Uğur Şahin İsrail'den gelen verileri, aşısını ocak ayında olmuş kişilerin mayıs ayında olanlara göre virüs kapma olasılığının üç kat fazla olduğu iddialarını değerlendirdi.
ABD Hastalık Kontrol ve Korunma Merkezleri (CDC) direktörü Rochelle Walensky de geçtiğimiz hafta verdiği Beyaz Saray brifinginde aşıların Delta varyantına karşı yüksek derecede koruma, ağır hastalıktan ve ölümden koruyucu olmaya devam ettiğini söylemişti.

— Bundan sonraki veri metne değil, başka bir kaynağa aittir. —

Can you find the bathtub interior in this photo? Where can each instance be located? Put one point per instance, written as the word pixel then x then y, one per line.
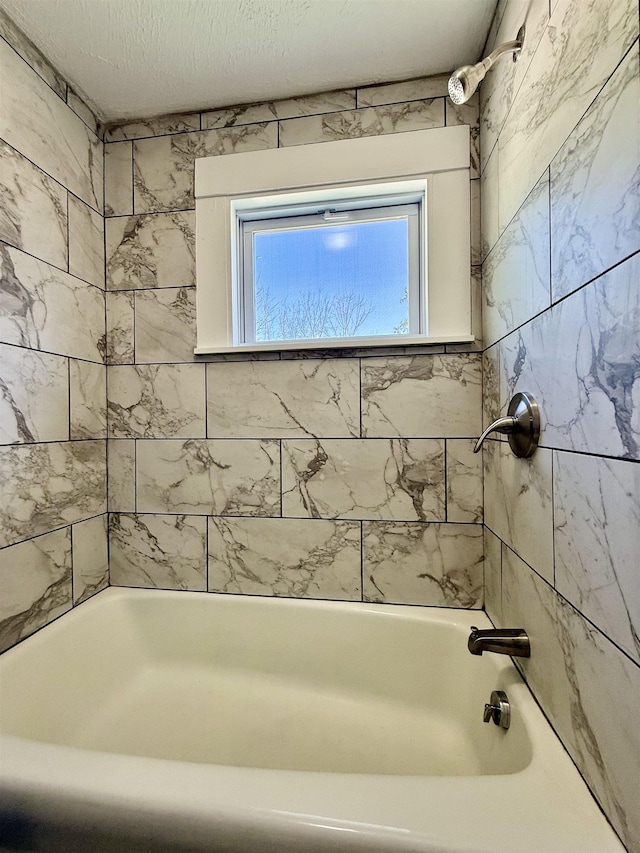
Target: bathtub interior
pixel 267 683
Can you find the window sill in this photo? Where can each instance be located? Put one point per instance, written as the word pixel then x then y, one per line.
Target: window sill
pixel 335 343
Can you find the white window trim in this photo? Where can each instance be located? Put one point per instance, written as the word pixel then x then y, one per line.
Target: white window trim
pixel 316 172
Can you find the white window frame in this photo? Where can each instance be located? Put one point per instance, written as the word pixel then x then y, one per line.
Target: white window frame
pixel 434 162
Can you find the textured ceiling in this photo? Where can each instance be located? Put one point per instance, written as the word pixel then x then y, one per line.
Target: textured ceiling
pixel 138 58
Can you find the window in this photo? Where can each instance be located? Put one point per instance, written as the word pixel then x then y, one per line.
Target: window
pixel 356 242
pixel 318 273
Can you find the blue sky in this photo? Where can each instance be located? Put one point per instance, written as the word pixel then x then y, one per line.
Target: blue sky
pixel 368 259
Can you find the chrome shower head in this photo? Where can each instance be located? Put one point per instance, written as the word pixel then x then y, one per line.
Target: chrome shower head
pixel 464 81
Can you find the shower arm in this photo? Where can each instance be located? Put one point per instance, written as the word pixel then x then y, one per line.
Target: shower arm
pixel 514 47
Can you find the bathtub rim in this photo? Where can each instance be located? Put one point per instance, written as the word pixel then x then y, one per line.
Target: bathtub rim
pixel 307 807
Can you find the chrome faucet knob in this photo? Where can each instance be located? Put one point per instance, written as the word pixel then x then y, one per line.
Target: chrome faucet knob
pixel 498 709
pixel 522 425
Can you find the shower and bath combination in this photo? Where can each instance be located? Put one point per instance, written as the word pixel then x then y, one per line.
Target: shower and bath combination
pixel 464 81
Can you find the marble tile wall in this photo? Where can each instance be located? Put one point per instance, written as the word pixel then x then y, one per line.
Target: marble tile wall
pixel 278 475
pixel 560 142
pixel 53 523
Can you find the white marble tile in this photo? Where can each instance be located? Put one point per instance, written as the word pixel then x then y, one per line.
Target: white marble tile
pixel 161 401
pixel 476 224
pixel 118 178
pixel 519 503
pixel 86 243
pixel 464 481
pixel 209 477
pixel 370 121
pixel 516 273
pixel 476 316
pixel 31 55
pixel 81 109
pixel 580 362
pixel 157 250
pixel 90 557
pixel 120 327
pixel 153 127
pixel 33 216
pixel 165 325
pixel 364 478
pixel 58 141
pixel 424 396
pixel 281 399
pixel 326 102
pixel 467 114
pixel 88 396
pixel 493 576
pixel 408 90
pixel 434 564
pixel 491 386
pixel 286 557
pixel 489 196
pixel 501 85
pixel 44 308
pixel 577 53
pixel 587 687
pixel 163 551
pixel 121 474
pixel 164 168
pixel 595 185
pixel 597 542
pixel 44 486
pixel 35 585
pixel 34 396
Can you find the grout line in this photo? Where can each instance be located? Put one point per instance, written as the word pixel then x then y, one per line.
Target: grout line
pixel 568 603
pixel 563 299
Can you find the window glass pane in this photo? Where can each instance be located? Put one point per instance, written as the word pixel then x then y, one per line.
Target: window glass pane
pixel 342 280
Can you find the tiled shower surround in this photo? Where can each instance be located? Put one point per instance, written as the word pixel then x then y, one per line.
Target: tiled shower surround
pixel 350 475
pixel 560 140
pixel 344 475
pixel 53 522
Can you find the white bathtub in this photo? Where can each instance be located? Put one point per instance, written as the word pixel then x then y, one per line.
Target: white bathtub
pixel 165 721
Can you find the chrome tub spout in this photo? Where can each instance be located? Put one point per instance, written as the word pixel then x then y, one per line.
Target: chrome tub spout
pixel 503 641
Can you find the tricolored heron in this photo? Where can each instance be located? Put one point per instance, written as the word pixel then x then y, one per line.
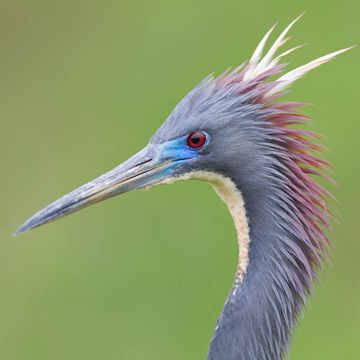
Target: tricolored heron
pixel 233 132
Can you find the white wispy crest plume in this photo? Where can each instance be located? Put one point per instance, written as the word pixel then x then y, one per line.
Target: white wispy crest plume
pixel 259 65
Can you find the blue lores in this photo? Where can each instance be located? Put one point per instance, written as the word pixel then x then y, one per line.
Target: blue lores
pixel 234 132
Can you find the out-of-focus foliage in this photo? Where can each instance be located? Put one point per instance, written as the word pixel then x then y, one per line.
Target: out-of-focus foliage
pixel 83 85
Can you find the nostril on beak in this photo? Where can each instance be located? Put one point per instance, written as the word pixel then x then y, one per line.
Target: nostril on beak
pixel 143 162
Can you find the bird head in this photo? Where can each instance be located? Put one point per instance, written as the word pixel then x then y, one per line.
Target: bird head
pixel 227 125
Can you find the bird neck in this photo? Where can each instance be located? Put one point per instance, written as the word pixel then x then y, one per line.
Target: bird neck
pixel 269 289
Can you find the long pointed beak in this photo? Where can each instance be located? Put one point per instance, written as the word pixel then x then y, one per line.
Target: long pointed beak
pixel 146 168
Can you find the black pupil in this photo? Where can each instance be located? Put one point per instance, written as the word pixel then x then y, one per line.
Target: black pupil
pixel 195 139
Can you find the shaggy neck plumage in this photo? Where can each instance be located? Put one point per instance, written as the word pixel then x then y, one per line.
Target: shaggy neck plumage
pixel 258 317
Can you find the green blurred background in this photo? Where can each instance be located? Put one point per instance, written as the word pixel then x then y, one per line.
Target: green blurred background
pixel 84 85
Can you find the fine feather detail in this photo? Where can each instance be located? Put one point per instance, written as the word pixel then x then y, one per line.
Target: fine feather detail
pixel 303 202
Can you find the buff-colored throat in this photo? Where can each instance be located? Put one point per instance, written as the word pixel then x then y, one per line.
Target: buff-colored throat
pixel 234 200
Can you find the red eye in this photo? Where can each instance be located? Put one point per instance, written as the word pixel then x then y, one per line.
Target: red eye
pixel 196 139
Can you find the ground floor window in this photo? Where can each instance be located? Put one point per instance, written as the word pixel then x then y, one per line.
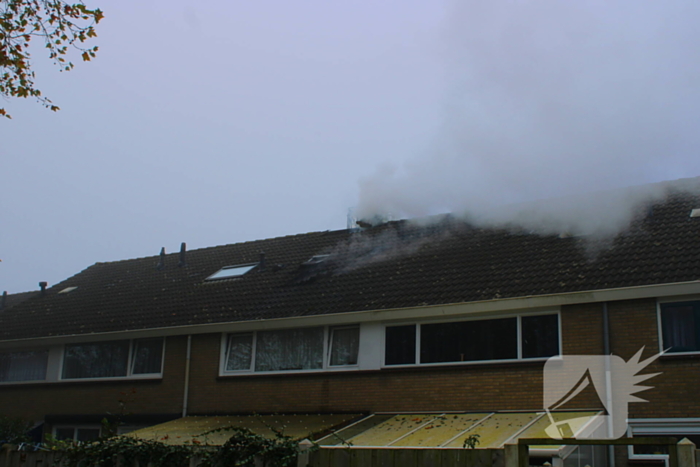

Hal böyle olunca hükümetler düşen bağışıklığı tekrar yükseltmek için üçüncü bir takviye doza ihtiyaç olup olmadığını, aşılanan nüfusta enfeksiyon yayılımını bu şekilde kontrol altında tutma yolunun buradan geçip geçmediğini değerlendirmek durumunda. Uğur Şahin ise bu değerlendirme yapılırken aşılanmış bireylerin hayatlarını tehdit edecek semptomlar yaşamayacağı bilgisiyle karar verilebileceğinin altını çiziyor.
BioNTech-Pfizer aşısı kullandığı mRNA teknolojisi sayesinde kişileri koronavirüsten iki aşamalı şekilde koruyor. Bunların ilki kişiyi aşıdan sonra bulaş yoluyla ortaya çıkacak enfeksiyondan koruma olurken diğer aşama hücresel bazda gerçekleşiyor.
Aşıyla birlikte hücre hafızasına yerleşen bilgi, kişileri ileriki zamanlarda vücutlarına girmeye çalışacak patojenleri tanımak ve ve virüs savunma sistemlerine bu virüsleri yok etme bilgisini devreye sokacak şekilde çalışmak konusunda tabiri caizse eğitiyor. Bu savunma hattının ilkinin zayıflaması yani antikorların azalması aşılanan kişilerin tekrar virüsle enfekte olabilmesi anlamına geliyor. Ancak Uğur Şahin hücresel düzeyde bağışıklığın düştüğüne dair elimizde veri olmadığını zira bu enfeksiyonların ağır hastalığa dönüşmediğini söylüyor.
İsrail’de geçen hafta yapılan bir araştırmada BioNTech/Pfizer’ın geliştirdiği koronavirüs aşısının Delta varyantına karşı etkisinin orijinal Kovid-19'a karşı daha düşük olduğunu ortaya çıkmıştı.
Kovid-19 salgınına karşı aşılamayı çok sıkı yapan İsrail’in Sağlık Bakanlığı, iki doz aşının Delta varyantına karşı enfeksiyon riskine karşı yüzde 39 oranında koruma sağladığını açıklarken, semptom gösteren vaka riskini de yüzde 40 oranında azalttığını açıklamıştı. İsrail’deki verilere göre aşı, hastalığı ağır geçirme oranını ise yüzde 91 oranında engelliyor.
İsrail bu araştırma sonuçlarından sonra bağışıklığı düşük ve riskli grupta yer alan vatandaşlarına üçüncü doz aşı önermeye başladı. Öte yandan uzmanlar da bu üçüncü dozun daha geniş bir nüfusa uygulanmasının gerekli olup olmadığını araştırıyor.
Uğur Şahin sadece İsrail'den alınan bu saha verileriyle üçüncü doz aşıyı kamuya bir tavsiye olarak vermeyeceğini söylüyor.
'Bu tartışma devam etmeli; bizler hükümetlere gerekli verileri sağlarız ve onlar da bu doğrultuda ne istediklerini bize iletirler.' açıklamasını yaptı.'
Şahin şu an aşıların sadece hükümetlere satıldığını hatırlatarak, “İdeal olanı, aşının daha geniş kitlelere satılması ve bireysel kullanıcılar için kullanım izninin çıkmasıdır. Aşı şu an hemen tüm ülkelerde acil kullanım onayı almış durumda. Hükümetler üçüncü doz için kendileri karar vermeli. Fakat eğer aşı serbest pazara çıkarsa o zaman herkes kendi kararını kendi verecek” ifadesini kullandı.